17 November 2010

Lemon Drizzle Cake



I love all things lemon and have wanted to make a Lemon Drizzle Cake for ages.  I finally did and it was delicious!! 


Ingredients:

·         Low fat cooking spray
·         150 g low fat plain yoghurt
·         175 g self raising flour
·         1/2 teaspoon baking powder
·         8 tablespoons caster sugar
·         7 teaspoons sunflower oil
·         2 egg whites

For the drizzle topping:

·         Grated zest and juice of 1 lemon
·         2 tablespoons caster sugar

Method:
Heat the oven to 160C. Line an 18 cm cake tin with baking paper and grease with the low fat cooking spray.

Mix all the cake ingredients, apart from the egg white, together until smooth.

Beat the egg whites until fluffy and gently fold into the cake.

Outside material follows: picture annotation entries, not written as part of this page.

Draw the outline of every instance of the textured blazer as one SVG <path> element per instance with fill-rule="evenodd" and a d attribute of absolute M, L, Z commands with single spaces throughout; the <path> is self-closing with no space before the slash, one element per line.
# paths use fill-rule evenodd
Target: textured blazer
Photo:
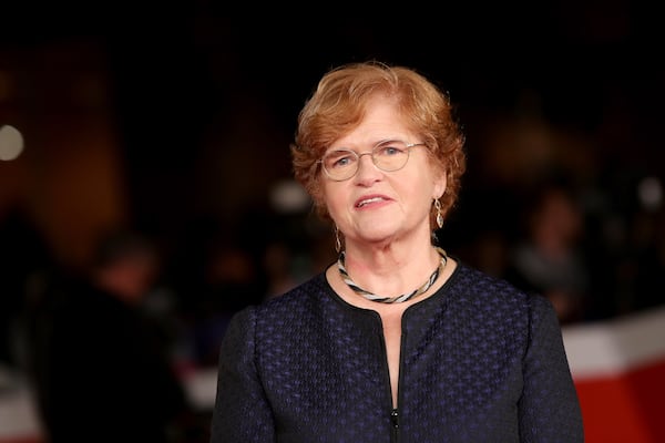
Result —
<path fill-rule="evenodd" d="M 459 264 L 402 317 L 393 410 L 381 319 L 319 274 L 236 313 L 211 442 L 583 442 L 552 305 Z"/>

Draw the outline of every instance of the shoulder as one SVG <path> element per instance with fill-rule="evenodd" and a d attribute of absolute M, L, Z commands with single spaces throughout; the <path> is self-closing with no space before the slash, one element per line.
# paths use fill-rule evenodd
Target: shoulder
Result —
<path fill-rule="evenodd" d="M 317 274 L 283 295 L 274 296 L 260 305 L 244 308 L 234 316 L 235 322 L 254 322 L 277 328 L 310 317 L 331 301 L 330 288 L 324 274 Z"/>
<path fill-rule="evenodd" d="M 448 286 L 451 300 L 470 303 L 479 313 L 515 316 L 525 320 L 551 317 L 554 313 L 552 303 L 545 297 L 523 291 L 503 278 L 491 276 L 460 260 Z"/>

Pour into the cake tin and bake for 40-45 minutes. Check towards the end by poking a fork in it - if it comes out clean, the cake is cooked.
Cool the cake on a wire rack. Meanwhile, make the drizzle topping by heating the lemon juice, zest and sugar in a pan until dissolved.

Poke holes over the top of the cake using a fork or skewer. Put onto a serving plate and drizzle over the topping. This will soak into the cake.

This cake is very tasty warm.  Serve with a dollop of crème fraiche or plain yoghurt.